Monday, November 1st, 2010

Back off the wagon again, kids. Sorry about that. I’m afraid the extreme downside of living a highly boring life is that I have almost nothing to tell you…so I don’t. I’m not sure what the upside is, but when I figure that out, you’ll be the first to know.

At any rate, I’m kind of interested in finding an old Silvertone, Kay, or Hagstrom electric guitar – the budget guitars from the 60s – on the cheap. There are a relative abundance of them out there, it’s just that I’ve never seen them cheap. Thus, I figured (hoped) that from my location here in South Central Pennsylvania (somewhere between Gettsyburg and Harrisburg, specifically), that this might be doable. I’ve seen that “American Pickers” show: you have to go rural to get a bargain on a treasure.

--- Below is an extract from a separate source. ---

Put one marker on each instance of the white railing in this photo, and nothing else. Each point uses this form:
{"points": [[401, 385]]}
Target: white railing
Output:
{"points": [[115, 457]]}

The issue, it seems, is that I may have gone too rural.

It’s kind of like that scene in Tropic Thunder when Robert Downey Jr. warns Ben Stiller that he went too far. “Everyone knows you don’t go full retard.”

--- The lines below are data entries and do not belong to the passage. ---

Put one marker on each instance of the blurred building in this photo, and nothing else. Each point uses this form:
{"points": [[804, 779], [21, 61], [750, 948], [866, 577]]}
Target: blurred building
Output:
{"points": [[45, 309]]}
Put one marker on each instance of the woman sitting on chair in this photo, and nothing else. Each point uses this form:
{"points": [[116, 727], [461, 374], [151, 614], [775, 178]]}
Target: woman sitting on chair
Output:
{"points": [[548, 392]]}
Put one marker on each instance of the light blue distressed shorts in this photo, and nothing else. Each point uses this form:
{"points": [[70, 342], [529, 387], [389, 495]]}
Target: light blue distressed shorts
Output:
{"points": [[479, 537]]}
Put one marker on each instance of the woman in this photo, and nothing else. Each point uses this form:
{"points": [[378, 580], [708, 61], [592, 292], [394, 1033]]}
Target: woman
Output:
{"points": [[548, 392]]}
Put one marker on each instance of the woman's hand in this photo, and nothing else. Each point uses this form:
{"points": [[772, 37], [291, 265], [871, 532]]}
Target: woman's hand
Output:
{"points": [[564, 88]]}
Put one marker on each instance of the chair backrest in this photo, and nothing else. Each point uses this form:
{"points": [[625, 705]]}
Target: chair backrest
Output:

I clearly went too rural.  I went to a local flea market, and it was full retard. It was like 50 people woke up that morning and said to themselves, “I feel like hosting a really shitty garage sale full of utterly worthless crap!” However, instead of confining the sale of their junk to their own neck of the woods, they chose to load up their claptrap refuse, drive it across town, and pay ten dollars to proudly display it alongside like-minded optimists of the same ilk.

But don’t just take my word for it: take a gander for yourself.

Horrible taxidermy kitsch

What craftsmanship! Not all taxidermists are thoughtful enough to include both the feet AND a mirror.

Ceramic beer steins

Every day can be Oktoberfest!

Rock stars you never heard of

Classic album. The Beatles, Frank Sinatra, Spanky: it just doesn't get much better than this.

Ridiculous bedspreads

You can actually buy these blankets in any town with a large enough white trash population, but they never cease to bowl me over with their hideousness.

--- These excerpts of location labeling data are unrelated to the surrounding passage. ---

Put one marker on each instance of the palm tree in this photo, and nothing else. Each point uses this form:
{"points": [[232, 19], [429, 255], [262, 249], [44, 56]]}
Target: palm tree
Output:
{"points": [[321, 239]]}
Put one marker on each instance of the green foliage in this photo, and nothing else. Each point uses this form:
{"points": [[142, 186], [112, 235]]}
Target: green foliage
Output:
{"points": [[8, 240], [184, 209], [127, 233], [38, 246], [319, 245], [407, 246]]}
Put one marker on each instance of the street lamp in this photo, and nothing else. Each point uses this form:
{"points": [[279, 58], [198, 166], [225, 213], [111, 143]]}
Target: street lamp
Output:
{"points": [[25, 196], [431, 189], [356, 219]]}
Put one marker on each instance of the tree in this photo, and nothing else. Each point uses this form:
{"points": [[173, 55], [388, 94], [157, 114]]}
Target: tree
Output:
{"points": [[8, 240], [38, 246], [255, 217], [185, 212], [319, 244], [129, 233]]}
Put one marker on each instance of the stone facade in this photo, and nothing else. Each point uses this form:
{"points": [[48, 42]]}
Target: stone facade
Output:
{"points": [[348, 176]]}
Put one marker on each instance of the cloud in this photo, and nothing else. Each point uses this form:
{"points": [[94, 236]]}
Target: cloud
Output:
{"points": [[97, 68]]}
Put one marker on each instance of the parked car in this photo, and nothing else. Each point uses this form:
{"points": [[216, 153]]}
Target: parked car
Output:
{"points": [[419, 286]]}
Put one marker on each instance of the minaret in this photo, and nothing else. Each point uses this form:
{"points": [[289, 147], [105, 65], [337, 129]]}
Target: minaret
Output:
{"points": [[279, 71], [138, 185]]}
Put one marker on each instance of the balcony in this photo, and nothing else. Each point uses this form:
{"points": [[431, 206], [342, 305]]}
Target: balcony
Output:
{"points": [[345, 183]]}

Depression glass makes me depressed

Someone robbed my grandma's tomb!!!

Beautiful woman driving

On my way there: hopes soon to be dashed.

Old cell phones for sale

I was too young and too poor to afford a cell phone when they first came out, but it's good to know that I can still get my hands on one - or seventeen - of those babies.

Taxidermied ferret

Without a doubt, the highlight of the flea market. To quote my friend Rob, "Is that a weasel in an aquarium, or are you just happy to see me?"

William's Grove Amusement Park roller coaster

The flea market is held on the grounds of an old, now defunct and otherwise abandoned amusement park. When I was a little girl, the Catholic school used to take us there one day a year: even then it totally sucked. You know it's bad if a seven-year old kid knows it's bad.

Holographic "art"

This isn't just awesome art: it's HOLOGRAPHIC awesome art.

Chucky doll in box

The problem with this doll is the horrible, mean face it's making. I might have bought it except the evil grimace makes me wonder if it might come to life and try to kill me.

flea market guitars

Martin guitars are made in the area, but do you think that made a damn bit of difference? In accordance with their surroundings, the two available instruments were complete and total crap. But of course.